How can I raise funds as a pregnant sole founder? originally appeared on Quora - the place to gain and share knowledge, empowering people to learn from others and better understand the world.

Answer by Bonnie Foley-Wong, CEO Pique Ventures, Pique Fund, author Integrated Investing, on Quora:

First of all, congratulations! Take good care of yourself and your health and do what you need to do for a healthy pregnancy and birth.

I am supportive of women who want to build businesses and have a family. I believe in creating the environment to support choice.

At the start of 2014, on the day I launched a venture accelerator with my then-business partner, I was recovering from a miscarriage. Day 1 of Spring Activator happened 5 days after my first pregnancy terminated. I carried on building Spring. At the same time, I was building Pique Fund... and writing Integrated Investing. Maybe 2014 was a particularly fertile year for me for starting things.

Lo and behold, on my birthday, I found out I was pregnant. It was like I became a different person. I didn't want to tell anyone, not my business partner, not my colleagues and potential investors in Pique Fund. I waited until I could wait no longer...

And I waited for no good reason.

Everyone around me was supportive. They had all been there and done that. For the remainder of 2014, I kept building. I did my best to start putting processes in place and anticipating what life and business would be like after the baby was born. It meant prioritizing. Some things would have to go on the back burner and other things could not be ignored.

Pique Fund launched, with its first closing, 25 days before my daughter was born. I stepped away from the day-to-day management and activities of Spring (and eventually sold all of my shares, but that is another story). I parked my book, which was about 85-90% finished. My husband became a full-time caregiver, which meant if I wasn't sleeping or breastfeeding my daughter, I could go to meetings and carry on building Pique Fund. Before my daughter's first birthday, I had raised additional capital for the fund and made its first three investments.

It was not easy though. I was tired, my hormones and body changed significantly. Having a baby is disruptive. To survive and thrive through such a major life-changing event, you need a support network, community, and rock solid partners. Thank goodness my relationship with my husband survived the change. Thank goodness, my lead investor in Pique Fund was so supportive and aligned. She's since become a wonderful friend, trusted advisor, and I couldn't be happier having a colleague and investor like her in the fund. There were others - who were also parents - who I could turn to, from whom I could seek advice and support. I could have done better to build the support network before my daughter was born - but better late than never.

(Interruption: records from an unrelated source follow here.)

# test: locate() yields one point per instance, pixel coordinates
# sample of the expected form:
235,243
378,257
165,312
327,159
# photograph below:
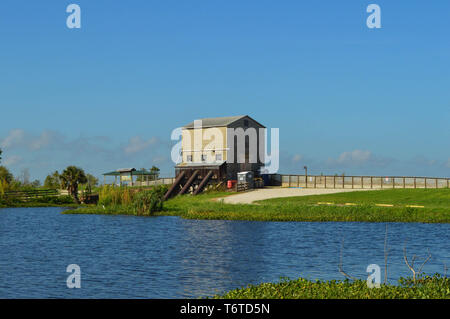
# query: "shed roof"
202,164
218,121
126,171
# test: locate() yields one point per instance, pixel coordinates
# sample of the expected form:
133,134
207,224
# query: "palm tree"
70,178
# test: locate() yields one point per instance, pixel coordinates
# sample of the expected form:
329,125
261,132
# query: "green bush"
149,201
435,287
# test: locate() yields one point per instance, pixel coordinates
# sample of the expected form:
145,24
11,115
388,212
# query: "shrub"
149,201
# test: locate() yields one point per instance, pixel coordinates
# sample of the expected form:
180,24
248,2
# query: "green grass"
438,199
435,287
436,202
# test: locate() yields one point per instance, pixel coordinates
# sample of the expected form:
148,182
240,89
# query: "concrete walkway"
276,192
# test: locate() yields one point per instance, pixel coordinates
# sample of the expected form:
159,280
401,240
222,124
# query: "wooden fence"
361,182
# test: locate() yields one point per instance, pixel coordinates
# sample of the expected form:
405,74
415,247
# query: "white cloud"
15,138
358,158
297,158
354,157
137,144
19,138
11,160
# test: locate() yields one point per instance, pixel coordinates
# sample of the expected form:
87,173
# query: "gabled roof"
218,121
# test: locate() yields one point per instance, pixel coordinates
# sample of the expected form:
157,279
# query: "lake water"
169,257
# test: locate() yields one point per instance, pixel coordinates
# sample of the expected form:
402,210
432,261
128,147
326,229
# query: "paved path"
274,192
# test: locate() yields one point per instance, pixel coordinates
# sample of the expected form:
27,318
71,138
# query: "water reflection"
168,257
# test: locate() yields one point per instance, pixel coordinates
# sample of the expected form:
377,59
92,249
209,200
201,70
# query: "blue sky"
345,97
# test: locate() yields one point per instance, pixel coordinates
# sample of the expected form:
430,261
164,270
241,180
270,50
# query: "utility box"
246,177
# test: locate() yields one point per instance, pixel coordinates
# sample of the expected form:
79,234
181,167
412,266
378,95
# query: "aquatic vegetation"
428,287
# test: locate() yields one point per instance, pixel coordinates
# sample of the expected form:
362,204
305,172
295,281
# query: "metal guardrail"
363,182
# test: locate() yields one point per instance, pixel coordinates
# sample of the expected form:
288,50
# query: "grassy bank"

If you're committed to building your venture, you need to find partners, supporters, and investors that are aligned with your vision, with whom there is mutual trust, and who believe in you.

Don't give up, but you need to get super clear about how things are going to work post-baby, what your plan is, what you're not going to give up, and be realistic about what might fall through the cracks.

Every birth, baby, and startup is different. The only consistent truth is uncertainty! But you need to have a plan, be able to make decisions when things don't go to plan, and have people around you that support you as you navigate the uncertainty.